I do not know how to set autoscaling parameters and how many replicas I need¶
The best way to see if pods are overloaded is to run the following command:
microk8s kubectl top pods -n sc4snmp
NAME CPU(cores) MEMORY(bytes)
snmp-mibserver-7f879c5b7c-nnlfj 1m 3Mi
snmp-mongodb-869cc8586f-q8lkm 18m 225Mi
snmp-redis-master-0 10m 2Mi
snmp-splunk-connect-for-snmp-scheduler-558dccfb54-nb97j 2m 136Mi
snmp-splunk-connect-for-snmp-trap-5878f89bbf-24wrz 2m 129Mi
snmp-splunk-connect-for-snmp-trap-5878f89bbf-z9gd5 2m 129Mi
snmp-splunk-connect-for-snmp-worker-poller-599c7fdbfb-cfqjm 260m 354Mi
snmp-splunk-connect-for-snmp-worker-poller-599c7fdbfb-ztf7l 312m 553Mi
snmp-splunk-connect-for-snmp-worker-sender-579f796bbd-vmw88 14m 257Mi
snmp-splunk-connect-for-snmp-worker-trap-5474db6fc6-46zhf 3m 259Mi
snmp-splunk-connect-for-snmp-worker-trap-5474db6fc6-mjtpv 4m 259Mi
Here you can see how much CPU and Memory is being used by the pods. If the CPU is close to 500m, which is the limit for one pod by default, enable autoscaling/increase maxReplicas or increase replicaCount with autoscaling off.

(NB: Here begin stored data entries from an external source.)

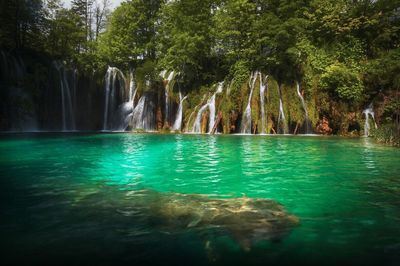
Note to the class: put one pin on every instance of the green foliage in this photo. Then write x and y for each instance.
(130, 35)
(185, 40)
(387, 133)
(342, 82)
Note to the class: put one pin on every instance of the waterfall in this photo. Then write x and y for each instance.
(303, 103)
(368, 112)
(137, 115)
(246, 119)
(263, 86)
(167, 84)
(197, 121)
(132, 88)
(211, 106)
(110, 94)
(68, 113)
(178, 120)
(143, 115)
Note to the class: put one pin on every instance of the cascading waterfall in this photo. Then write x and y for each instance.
(143, 115)
(246, 119)
(263, 86)
(137, 115)
(112, 75)
(167, 83)
(178, 120)
(197, 121)
(303, 103)
(68, 114)
(369, 112)
(211, 106)
(212, 109)
(281, 117)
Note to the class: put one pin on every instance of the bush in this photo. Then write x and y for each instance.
(342, 82)
(387, 133)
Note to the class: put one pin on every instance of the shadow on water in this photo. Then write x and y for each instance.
(107, 199)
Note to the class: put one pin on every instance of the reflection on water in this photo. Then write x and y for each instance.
(77, 195)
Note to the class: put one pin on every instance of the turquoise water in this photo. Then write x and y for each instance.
(66, 198)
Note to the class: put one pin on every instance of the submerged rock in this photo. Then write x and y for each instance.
(246, 219)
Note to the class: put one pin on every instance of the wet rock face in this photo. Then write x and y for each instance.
(247, 220)
(323, 127)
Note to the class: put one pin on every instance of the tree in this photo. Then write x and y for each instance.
(21, 23)
(185, 38)
(130, 34)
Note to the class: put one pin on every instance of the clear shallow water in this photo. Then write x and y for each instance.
(67, 198)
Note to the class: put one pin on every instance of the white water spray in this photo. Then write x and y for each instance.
(369, 112)
(178, 120)
(303, 103)
(263, 87)
(113, 74)
(246, 119)
(281, 117)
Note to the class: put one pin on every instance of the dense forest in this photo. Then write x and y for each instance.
(322, 65)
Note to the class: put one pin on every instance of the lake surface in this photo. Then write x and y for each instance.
(67, 198)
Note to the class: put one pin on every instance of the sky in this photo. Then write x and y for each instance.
(114, 3)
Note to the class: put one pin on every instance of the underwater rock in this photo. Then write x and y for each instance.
(247, 220)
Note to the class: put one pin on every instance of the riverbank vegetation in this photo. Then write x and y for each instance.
(343, 54)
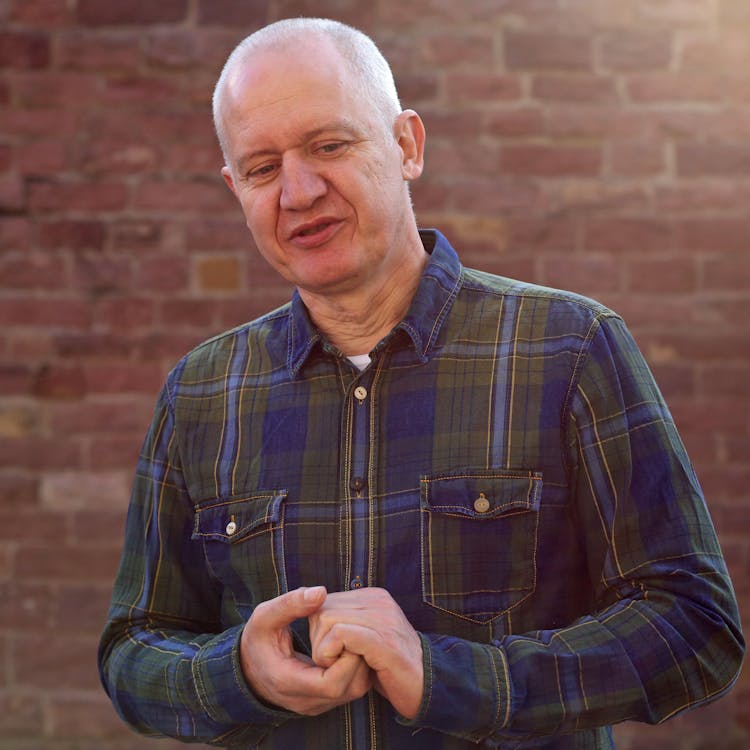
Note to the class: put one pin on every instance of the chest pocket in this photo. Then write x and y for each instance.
(243, 542)
(479, 538)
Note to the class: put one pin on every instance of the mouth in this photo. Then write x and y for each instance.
(315, 233)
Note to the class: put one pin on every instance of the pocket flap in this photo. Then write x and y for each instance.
(233, 519)
(483, 493)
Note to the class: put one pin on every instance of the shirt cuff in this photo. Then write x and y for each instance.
(466, 688)
(222, 688)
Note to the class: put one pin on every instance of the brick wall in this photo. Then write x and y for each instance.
(597, 145)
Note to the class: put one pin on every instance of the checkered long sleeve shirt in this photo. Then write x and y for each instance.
(506, 468)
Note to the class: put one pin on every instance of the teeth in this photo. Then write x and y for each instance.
(313, 230)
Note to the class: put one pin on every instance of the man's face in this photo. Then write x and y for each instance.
(319, 175)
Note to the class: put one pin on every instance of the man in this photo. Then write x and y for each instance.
(420, 506)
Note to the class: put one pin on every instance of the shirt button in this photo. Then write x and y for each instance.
(481, 504)
(357, 484)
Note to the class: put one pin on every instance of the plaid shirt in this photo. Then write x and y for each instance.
(506, 468)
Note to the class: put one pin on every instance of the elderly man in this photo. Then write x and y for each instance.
(419, 506)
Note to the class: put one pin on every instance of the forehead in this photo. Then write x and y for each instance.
(274, 90)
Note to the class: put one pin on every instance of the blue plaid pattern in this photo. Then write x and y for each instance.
(506, 467)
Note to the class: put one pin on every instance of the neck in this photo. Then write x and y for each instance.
(355, 321)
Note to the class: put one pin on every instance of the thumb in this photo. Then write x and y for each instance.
(283, 610)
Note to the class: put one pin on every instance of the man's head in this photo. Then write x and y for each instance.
(320, 155)
(372, 71)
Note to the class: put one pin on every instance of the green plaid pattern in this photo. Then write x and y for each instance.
(506, 467)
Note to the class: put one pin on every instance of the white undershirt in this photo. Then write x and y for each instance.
(360, 361)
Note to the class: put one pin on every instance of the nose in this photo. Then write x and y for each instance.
(301, 184)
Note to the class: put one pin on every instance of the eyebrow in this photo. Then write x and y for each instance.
(332, 126)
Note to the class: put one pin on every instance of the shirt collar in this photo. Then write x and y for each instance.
(438, 287)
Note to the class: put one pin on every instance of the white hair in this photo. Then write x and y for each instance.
(355, 47)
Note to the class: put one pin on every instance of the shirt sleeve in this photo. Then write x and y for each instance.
(164, 659)
(664, 635)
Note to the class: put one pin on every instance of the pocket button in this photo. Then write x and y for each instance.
(481, 504)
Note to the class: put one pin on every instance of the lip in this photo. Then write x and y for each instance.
(316, 237)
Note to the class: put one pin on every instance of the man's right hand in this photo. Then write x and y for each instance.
(282, 676)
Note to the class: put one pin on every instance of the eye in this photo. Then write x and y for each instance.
(264, 170)
(331, 148)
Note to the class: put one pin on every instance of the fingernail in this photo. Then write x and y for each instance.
(312, 594)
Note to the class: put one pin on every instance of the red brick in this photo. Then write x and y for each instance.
(663, 275)
(12, 195)
(21, 714)
(586, 274)
(727, 159)
(15, 234)
(219, 234)
(526, 50)
(31, 271)
(38, 453)
(490, 195)
(724, 273)
(76, 234)
(115, 451)
(464, 159)
(101, 274)
(230, 13)
(91, 345)
(725, 50)
(133, 235)
(543, 233)
(40, 157)
(202, 196)
(125, 314)
(715, 234)
(97, 51)
(512, 123)
(73, 668)
(551, 161)
(18, 491)
(40, 13)
(417, 88)
(123, 377)
(188, 313)
(56, 90)
(24, 49)
(574, 88)
(636, 50)
(638, 158)
(84, 196)
(629, 235)
(59, 382)
(732, 12)
(133, 12)
(162, 273)
(487, 88)
(675, 87)
(459, 50)
(122, 89)
(91, 716)
(727, 379)
(172, 49)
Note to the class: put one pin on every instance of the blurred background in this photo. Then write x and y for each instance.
(601, 146)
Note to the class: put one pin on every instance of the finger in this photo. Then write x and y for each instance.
(278, 613)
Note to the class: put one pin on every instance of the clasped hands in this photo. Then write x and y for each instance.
(360, 639)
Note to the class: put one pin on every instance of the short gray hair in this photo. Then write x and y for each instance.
(353, 45)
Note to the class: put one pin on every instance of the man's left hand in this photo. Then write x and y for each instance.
(368, 622)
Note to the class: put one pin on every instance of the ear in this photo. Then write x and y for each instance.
(226, 173)
(408, 129)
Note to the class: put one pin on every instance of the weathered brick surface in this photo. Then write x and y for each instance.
(594, 145)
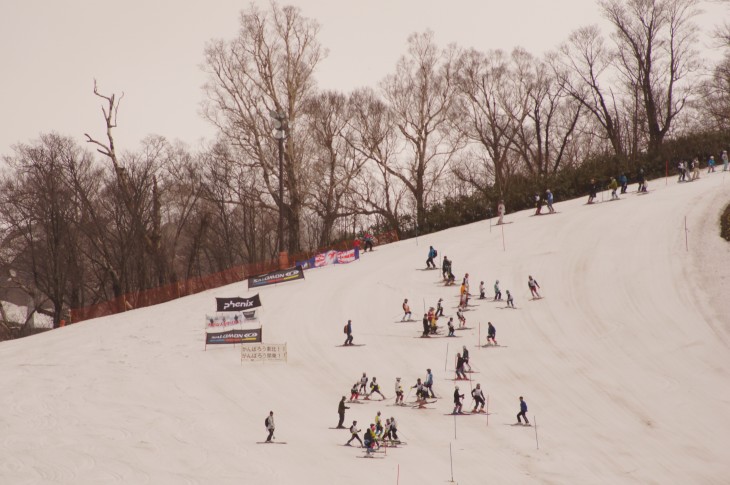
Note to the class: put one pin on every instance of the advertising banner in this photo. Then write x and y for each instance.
(237, 304)
(279, 276)
(221, 321)
(264, 352)
(234, 337)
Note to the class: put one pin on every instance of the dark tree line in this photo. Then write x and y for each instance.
(449, 130)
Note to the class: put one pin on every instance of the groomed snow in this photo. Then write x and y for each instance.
(624, 365)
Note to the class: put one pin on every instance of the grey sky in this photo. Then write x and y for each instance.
(51, 52)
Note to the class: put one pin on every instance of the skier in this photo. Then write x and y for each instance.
(549, 199)
(341, 411)
(363, 384)
(368, 242)
(613, 185)
(460, 374)
(446, 268)
(510, 301)
(457, 401)
(353, 392)
(429, 383)
(269, 422)
(624, 182)
(393, 429)
(406, 311)
(491, 334)
(592, 189)
(523, 412)
(370, 439)
(642, 181)
(478, 396)
(500, 211)
(461, 317)
(421, 392)
(378, 425)
(354, 431)
(538, 204)
(374, 388)
(348, 331)
(465, 356)
(398, 391)
(432, 253)
(425, 325)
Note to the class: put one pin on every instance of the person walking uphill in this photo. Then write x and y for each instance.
(269, 422)
(341, 411)
(432, 253)
(523, 412)
(348, 331)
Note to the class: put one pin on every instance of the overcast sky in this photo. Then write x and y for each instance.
(52, 51)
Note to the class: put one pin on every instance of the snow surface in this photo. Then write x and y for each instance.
(623, 364)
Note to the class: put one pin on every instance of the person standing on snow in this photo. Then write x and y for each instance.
(549, 199)
(523, 412)
(348, 331)
(432, 253)
(269, 422)
(398, 391)
(510, 301)
(491, 334)
(429, 384)
(341, 411)
(613, 185)
(363, 384)
(457, 401)
(460, 374)
(406, 311)
(354, 431)
(478, 396)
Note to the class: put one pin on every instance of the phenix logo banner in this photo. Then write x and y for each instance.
(279, 276)
(237, 304)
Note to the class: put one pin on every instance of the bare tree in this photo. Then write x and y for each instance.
(483, 84)
(421, 96)
(655, 42)
(336, 164)
(269, 66)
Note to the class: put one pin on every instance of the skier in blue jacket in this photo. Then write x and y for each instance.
(431, 254)
(523, 412)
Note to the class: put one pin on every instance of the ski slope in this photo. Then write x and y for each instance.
(624, 365)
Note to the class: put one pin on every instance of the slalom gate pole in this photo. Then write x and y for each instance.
(446, 361)
(451, 460)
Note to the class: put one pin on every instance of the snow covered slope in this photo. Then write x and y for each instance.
(624, 365)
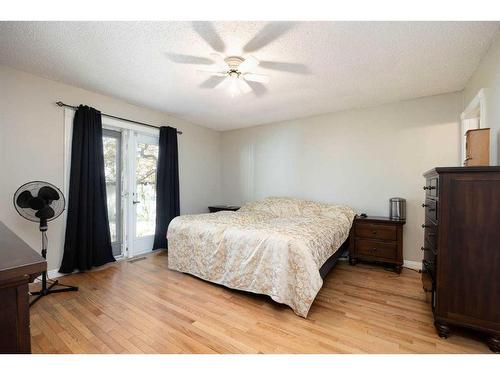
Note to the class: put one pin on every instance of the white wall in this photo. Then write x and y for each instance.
(487, 76)
(32, 148)
(360, 157)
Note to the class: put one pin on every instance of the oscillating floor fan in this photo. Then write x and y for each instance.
(42, 202)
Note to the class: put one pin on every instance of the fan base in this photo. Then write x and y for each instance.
(48, 290)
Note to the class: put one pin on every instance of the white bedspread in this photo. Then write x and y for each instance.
(273, 247)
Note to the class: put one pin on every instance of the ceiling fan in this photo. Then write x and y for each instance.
(236, 71)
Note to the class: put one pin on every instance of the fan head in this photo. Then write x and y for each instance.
(236, 71)
(39, 201)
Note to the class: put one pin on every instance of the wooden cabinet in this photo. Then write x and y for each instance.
(378, 239)
(19, 265)
(461, 249)
(477, 147)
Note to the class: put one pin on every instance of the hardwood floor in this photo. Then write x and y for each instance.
(143, 307)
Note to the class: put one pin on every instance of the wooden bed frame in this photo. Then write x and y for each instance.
(332, 261)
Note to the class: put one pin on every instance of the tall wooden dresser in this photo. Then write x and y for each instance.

See Horizontal Autoscaling and Scaling with Microk8s for more information.
Worker scaling is controlled via replica and resource variables in .env. To disable a worker type, set its replica count to 0:
WORKER_POLLER_REPLICAS=0
WORKER_TRAP_REPLICAS=4
WORKER_SENDER_REPLICAS=1
Docker Compose does not support autoscaling. To handle higher load, increase the replica counts and concurrency values manually.
Reverse DNS lookup in trap worker¶
If you want to see the hostname instead of the IP address of the incoming traps in Splunk:
worker:
trap:
resolveAddress:
enabled: true
cacheSize: 500
cacheTTL: 1800
Set in .env:
RESOLVE_TRAP_ADDRESS=true
MAX_DNS_CACHE_SIZE_TRAPS=500
TTL_DNS_CACHE_TRAPS=1800
Trap worker uses in memory cache to store the results of the reverse dns lookup. If you restart the worker, the cache will be cleared.